So, what would you do with a material that is essentially super-light insulating gravel? Well, one thing you can do is use it as super-light insulating gravel. I’ll put this another way – this is really neat stuff!

These days, when a building is built, the slab or basement floor is usually insulated from whatever is below it. This can be done by putting down a layer of gravel, carefully packing and leveling it, and then covering it with insulating material such as foam board. With Glavel foam-glass aggregate, we have the alternative of putting down the gravel and insulator in a single step, because they are combined.

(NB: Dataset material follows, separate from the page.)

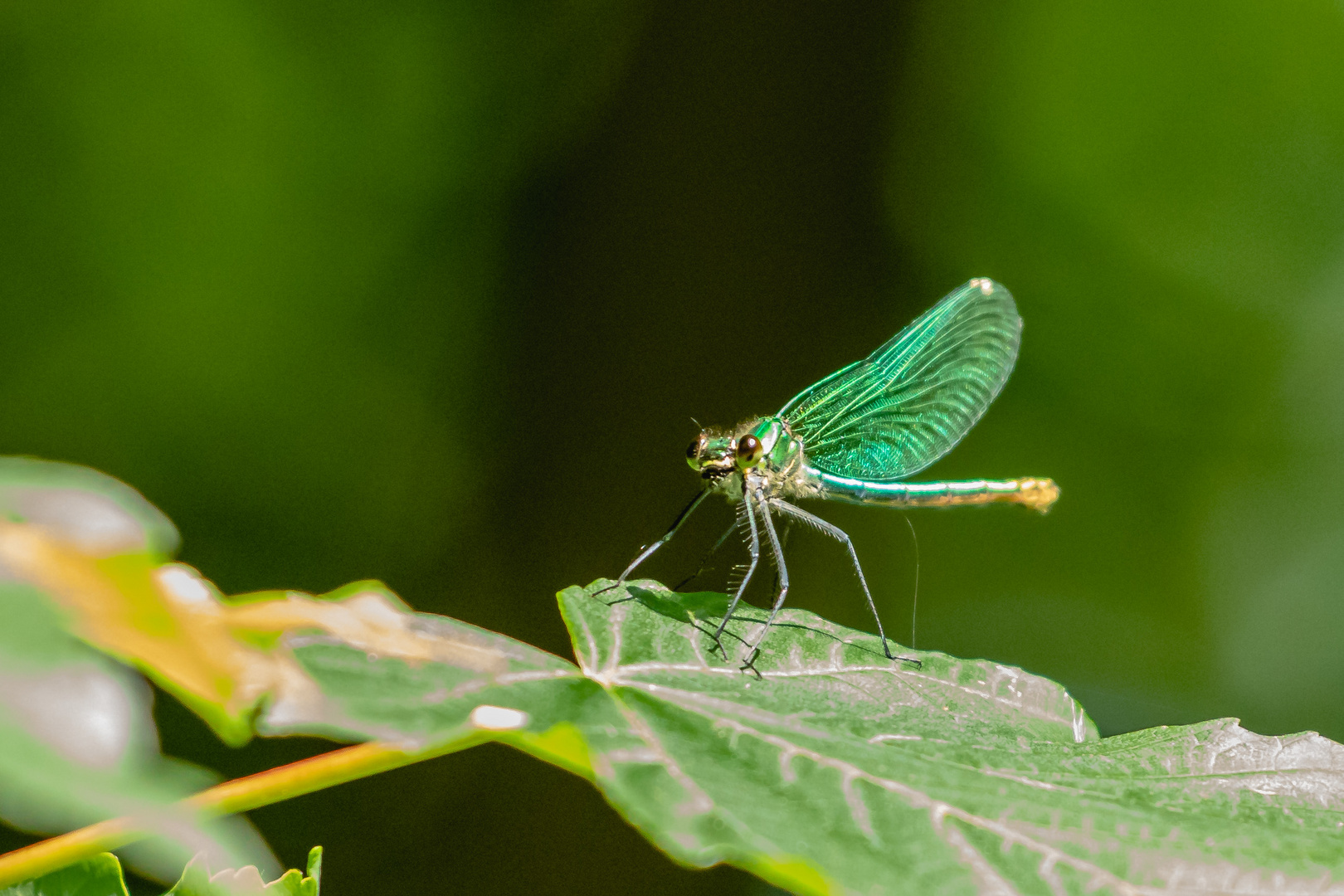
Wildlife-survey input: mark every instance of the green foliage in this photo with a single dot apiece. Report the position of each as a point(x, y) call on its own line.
point(77, 739)
point(101, 876)
point(835, 770)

Rob Conboy, the CEO of Glavel, gave us a rundown, comparing foam glass aggregate with the combination of gravel and foam insulation. The R-value of both is similar. The thickness is similar. The strength is similar. And the cost is in the same ball park with foam glass aggregate a little more expensive, though it is easy to see reasons why its cost would go down, but the competition’s costs would not.

Right now, the Glavel product is imported from Europe. Conboy told us that it will soon be made in the United States, which will give it a cost advantage. It will be made in an electric kiln, powered by electricity from 100% renewable resources. Also, he is moving to tweak the formulation, in the hope that it will have somewhat better insulating value.

The end result is that we have a new system that is just as good as the old in terms of performance and cost but is far superior for the environment. Glavel foam-glass aggregate will be using a problematic resource, recycled glass, that might otherwise go to a landfill, and it can be produced with renewable energy.

And by the way, Glavel foam glass aggregate has other uses. Because it is so light, it can be used as substrate for green roofs. It can be used for road construction, for embankments, to insulate pipelines, and in other places where its insulating qualities, light weight, and good drainage are valuable.